Each has given me something that I have searched and asked for; Love.

When can time tell if anyone is ready? Whether it's for love, or peace. When can time tell? An ageless question without an answer. It's a factor that I so substantially ponder. My own thoughts and feelings put me in a void that I can't seem to find a way out. Not that I wish to, But it's an unexplainable experience. I point to one person as the perpetrator; Jesse Rose Edmond.

She confuses me in the most enticing way. She makes me chase her only to reject me. I think it's all a matter of being afraid. She's afraid to give us-me another chance. It's a detriment to my heart, but I can understand. I put her through a lot, we put each other through a lot. So why would continue fighting for us?

That's the prized question, I have yet to find an answer to.

"I miss you too. I know... I'm not rushing you. I told you I'll wait for as long as it takes. Yes... I know. Okay. I miss you too. I... Good bye, sleep well" I exhale heavily, returning the telephone to its receiver.

Days have superseded time. In a blink of an eye, I'm already nearing the end of my December concerts. With only two days left, I've been racing against the clock to speed as much time as I can with Noah before I return to California, fortunately returning to Lisa.
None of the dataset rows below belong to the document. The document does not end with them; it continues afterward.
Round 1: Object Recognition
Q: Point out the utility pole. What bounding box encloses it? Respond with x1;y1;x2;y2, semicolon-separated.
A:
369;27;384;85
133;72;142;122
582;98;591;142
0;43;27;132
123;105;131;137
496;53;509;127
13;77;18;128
This whole month has been a bit torturous for me.

This month has been torturous because of my lack of balance. As soon as I wake up, I hit the Tokyo Dome, rehearsing do that days later concert. Then after most of my day have been spent rehearsing, I try to return to my suite just before Jesse goes for her late night rehearsals. In between, I do have to remember to eat and remain hydrated. In addition to my flurrying schedule, I also have been trying to figure out this situation with Jesse.
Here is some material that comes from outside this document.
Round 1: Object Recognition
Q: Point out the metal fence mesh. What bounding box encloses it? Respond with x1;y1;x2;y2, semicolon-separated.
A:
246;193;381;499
She has me on this rollercoaster. She loves be she doesn't want me. She wants me, but she refuses to have me. She has me, but she refuses to want me. I just can't comprehend her logic. She's all over the place. I don't understand why, it's simple. You love me, and you want to be with me. That's all she has to admit.
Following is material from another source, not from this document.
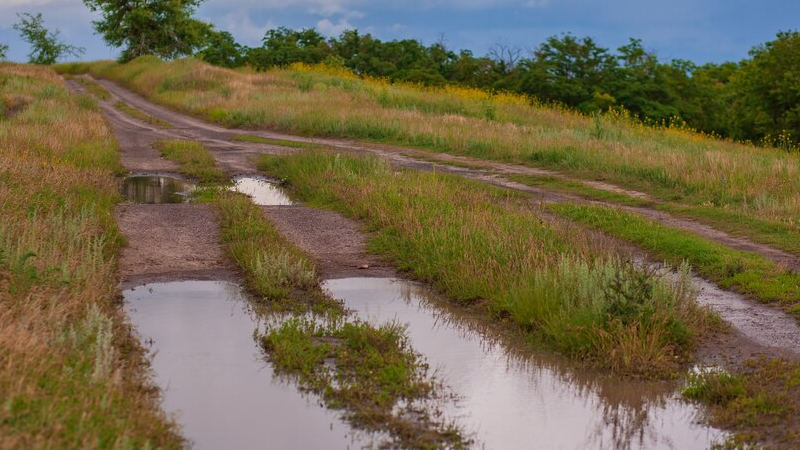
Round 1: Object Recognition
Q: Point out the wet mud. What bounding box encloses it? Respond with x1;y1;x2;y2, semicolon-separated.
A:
123;281;377;449
120;175;197;204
She continuously mentions Lisa. She's always stressing her. Concern for Lisa's emotional well being. I appreciate and commend her for that, but I feel she isn't listening to what I say. I may be happy with Lisa, I may feel a little connection to her, but that is toss to the side when I'm sound Jesse. Jesse Rose Edmond is all I know when she's in my presence. It's a sad, terrible thing to admit, but it's the honest truth.

I want to be with Lisa, give us a try. But, I also want to be with Jesse, give us another try. Both women are beautiful beatings and offer so much, but only one has my heart.

"Is she okay? You sound stressed?" Bill asks, trying to engage Noah's interest in a game of patty-cake.

Noah only remains seated on Bills lap, gazing off absentmindedly. When he does that, when he "spaces out" it scares me. Jesse said its normal for him, but I feel otherwise. I know with his mild autism that some capabilities are a bit transparent at one moment and apparent the next. But, I feel like there's so much more we can do then make silly noises, hoping he will speak again. I don't know what that "more" is, but I'm working on finding out.

"It's the asshole Danny... I guess he a tally wants to split the kids? I don't even understand that..." I sigh, his name leaving a sudden distaste to my tongue.